Au titre de ce prétendu classement, le Chef de l’État camerounais détiendrait donc la cinquième plus grosse fortune parmi ses pairs africains.

Soit. Mais par quel procédé, par quelle méthodologie nos acteurs seront-ils parvenus à ces fins ?

Dans une interview exclusive accordée au quotidien Cameroon Tribune de ce jour, le Directeur Afrique du magazine Forbes décrit avec force détails la méthodologie grâce à laquelle les classements des fortunes sont établis à leur niveau.

Selon ce responsable, la méthodologie de Forbes sur la base de laquelle le magazine Forbes a forgé sa notoriété au fil des années, repose sur plusieurs données parfaitement vérifiables, pour établir la valeur du patrimoine des personnes concernées.

Il s’agit pour l’essentiel : des actifs détenus dans les entreprises (parts sociales, stocks-options, dividendes perçus), et des éléments essentiels de leurs patrimoines (immobilier, stocks d’or, yatchs, jets privés, etc.).

La collecte de ces données est complétée par des enquêtes menées par les journalistes du magazine auprès des experts financiers.

Des recoupements sont ensuite opérés par ces mêmes journalistes, allant même jusqu’à investiguer auprès des personnes concernées, pour confirmer ou infirmer les informations à leur disposition.

En revanche, les auteurs du prétendu classement dont certains médias nationaux se sont empressés de se faire l’écho, n’offrent en guise de méthodologie, qu’un conglomérat d’allégations colportées auprès de sources elles-mêmes déjà disqualifiées, soit par la Justice à la suite de tentatives de procès infructueux, soit par le caractère gratuit de leurs affirmations sur le montant de dépenses effectuées à l’occasion des séjours de la personnalité concernée à l’étranger.

Il en est ainsi du CCFD, sur lequel le site internet de référence des amplificateurs locaux se base, alors que depuis fort longtemps déjà, la justice française a débouté les auteurs de cette tentative, de leur acharnement à voir le Chef de l’État camerounais poursuivi pour des faits de biens mal acquis.

Il en est de même du site internet « Rue89 », qui a cru bon de rendre public, à partir d’on ne sait quel élément, un montant journalier de location d’une villa à usage de séjour du Chef de l’État en France.

Voilà donc, Mesdames, Messieurs les Journalistes, tout ce qui a suffi aux auteurs de prétendu classement, pour alléguer que le Chef de l’Étatcamerounais détient la cinquième plus grosse fortune parmi ses pairs africains.

Vous pouvez en juger par vous-mêmes, et vous comprendrez alors pourquoi, au lieu de citer leurs véritables sources en ce site internet, lequel du reste n’a vu le jour qu’il y a quatre ou cinq mois à peine, les relais nationaux de cette affabulation ont subrepticement tenté de l’attribuer au magazine Forbes, dont la notoriété et la crédibilité sont en tout cas plus avérées que celles de la source de prédilection de nos contempteurs d’aujourd’hui.

Au total, il faut donc conclure à un acharnement et à une désinformation volontaire, qui cache mal les intentions de fond de leurs véritables commanditaires.

Je l’ai déjà dit plus haut  et je le répète ici: un tel dessein ne prospérera jamais dans notre pays, dont le peuple est uni et soudé derrière son Chef, le Président Paul BIYA.

Je dis à présent, à l’intention de tous ceux qui, de l’intérieur, se prêtent à ce jeu à la fois perfide et pernicieux, qu’ils courent avant tout à leur propre perte.

Ceux parmi eux qui se sont donnés pour mission d’informer le public, je veux parler des médias, doivent savoir que par une telle flagrance de leurs manquements déontologiques, ils minent leur propre crédibilité, et ils hypothèquent du même coup leurs avenirs professionnels et entrepreneuriaux.

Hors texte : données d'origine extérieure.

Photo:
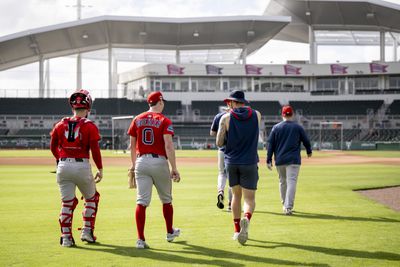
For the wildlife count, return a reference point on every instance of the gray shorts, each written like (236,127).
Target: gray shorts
(244,175)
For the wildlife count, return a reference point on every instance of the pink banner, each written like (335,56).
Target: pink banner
(251,69)
(174,69)
(377,68)
(338,69)
(289,69)
(211,69)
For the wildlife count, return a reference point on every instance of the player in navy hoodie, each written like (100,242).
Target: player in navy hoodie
(239,131)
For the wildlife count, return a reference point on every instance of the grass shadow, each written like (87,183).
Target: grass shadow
(218,257)
(380,255)
(320,216)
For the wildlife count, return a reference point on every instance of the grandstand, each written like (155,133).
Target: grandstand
(195,75)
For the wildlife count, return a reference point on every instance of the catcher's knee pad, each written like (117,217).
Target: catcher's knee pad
(66,216)
(90,211)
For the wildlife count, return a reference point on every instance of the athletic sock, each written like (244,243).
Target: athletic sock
(236,223)
(140,220)
(248,215)
(168,211)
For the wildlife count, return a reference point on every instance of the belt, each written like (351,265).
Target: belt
(73,159)
(148,155)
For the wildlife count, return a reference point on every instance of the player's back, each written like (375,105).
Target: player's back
(149,128)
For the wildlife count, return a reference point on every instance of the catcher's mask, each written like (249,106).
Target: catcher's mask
(80,99)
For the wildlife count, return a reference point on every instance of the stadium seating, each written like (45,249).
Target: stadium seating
(125,107)
(382,135)
(35,132)
(267,108)
(394,108)
(206,108)
(34,106)
(336,107)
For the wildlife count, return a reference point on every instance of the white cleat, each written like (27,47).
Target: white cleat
(244,228)
(141,244)
(175,233)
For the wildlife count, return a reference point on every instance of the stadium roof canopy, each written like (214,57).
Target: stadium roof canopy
(238,36)
(337,22)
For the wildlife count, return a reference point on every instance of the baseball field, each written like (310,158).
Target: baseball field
(333,225)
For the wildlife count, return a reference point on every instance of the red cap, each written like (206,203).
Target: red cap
(155,97)
(287,111)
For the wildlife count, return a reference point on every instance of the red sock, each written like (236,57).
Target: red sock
(168,212)
(248,215)
(236,223)
(140,220)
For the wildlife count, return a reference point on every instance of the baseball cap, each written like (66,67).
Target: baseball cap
(287,111)
(155,97)
(237,96)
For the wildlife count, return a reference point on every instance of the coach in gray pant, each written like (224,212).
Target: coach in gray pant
(284,142)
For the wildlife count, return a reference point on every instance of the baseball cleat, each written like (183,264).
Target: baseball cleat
(141,244)
(229,209)
(175,233)
(87,235)
(287,211)
(67,241)
(243,234)
(220,201)
(235,235)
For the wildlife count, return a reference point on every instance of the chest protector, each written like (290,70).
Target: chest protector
(72,137)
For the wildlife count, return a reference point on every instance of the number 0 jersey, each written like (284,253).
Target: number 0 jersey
(73,137)
(149,129)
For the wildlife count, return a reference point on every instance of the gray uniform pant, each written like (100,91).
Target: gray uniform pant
(72,174)
(287,183)
(149,171)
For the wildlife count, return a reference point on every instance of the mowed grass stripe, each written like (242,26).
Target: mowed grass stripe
(333,225)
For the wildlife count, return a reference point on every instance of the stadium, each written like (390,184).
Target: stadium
(350,111)
(197,61)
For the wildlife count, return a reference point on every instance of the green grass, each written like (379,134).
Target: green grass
(333,225)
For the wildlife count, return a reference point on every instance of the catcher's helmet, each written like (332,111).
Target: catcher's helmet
(81,99)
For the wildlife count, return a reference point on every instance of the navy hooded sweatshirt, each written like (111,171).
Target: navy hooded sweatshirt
(242,137)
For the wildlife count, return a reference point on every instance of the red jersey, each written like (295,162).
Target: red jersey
(149,128)
(72,137)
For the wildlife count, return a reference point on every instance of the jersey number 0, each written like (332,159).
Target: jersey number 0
(147,136)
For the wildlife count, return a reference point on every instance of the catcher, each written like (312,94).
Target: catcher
(71,140)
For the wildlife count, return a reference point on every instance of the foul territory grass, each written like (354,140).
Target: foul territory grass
(332,226)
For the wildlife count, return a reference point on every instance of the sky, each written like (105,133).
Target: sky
(16,16)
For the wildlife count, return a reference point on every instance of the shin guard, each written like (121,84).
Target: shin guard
(90,211)
(66,215)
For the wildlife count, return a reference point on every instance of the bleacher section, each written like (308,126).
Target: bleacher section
(267,108)
(34,106)
(331,135)
(125,107)
(382,135)
(336,107)
(394,108)
(211,108)
(207,108)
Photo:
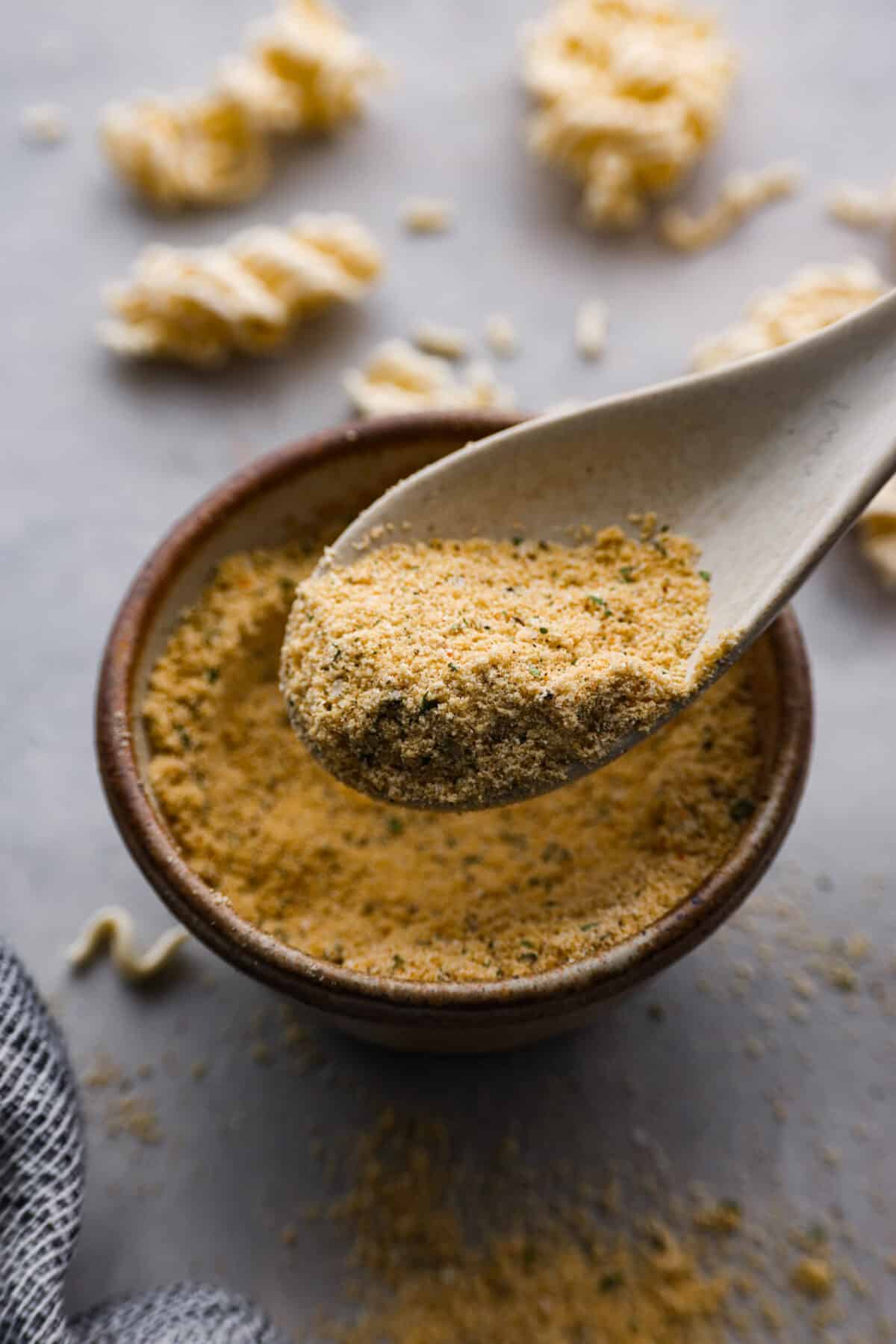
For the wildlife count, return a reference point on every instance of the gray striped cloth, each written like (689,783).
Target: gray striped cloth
(42,1180)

Mais, ce faisant, ils doivent être sûrs d’une chose. Jamais ils n’entraîneront le peuple camerounais dans leur naufrage !

Je demande aux Camerounaises et aux Camerounais de rester malgré tout vigilants, face à ces ennemis de notre Nation, qui sont d’autant plus à redouter qu’ils comptent malheureusement des comparses tapis parmi nous, mais dont les visages commencent donc à se dévoiler.

Je les engage à demeurer solidement unis et mobilisés au nom de nos valeurs fondamentales qui sont celles de la paix, de l’unité et de la solidarité nationales, derrière le Président de la République, Son Excellence Paul BIYA.

Je vous remercie de votre aimable attention.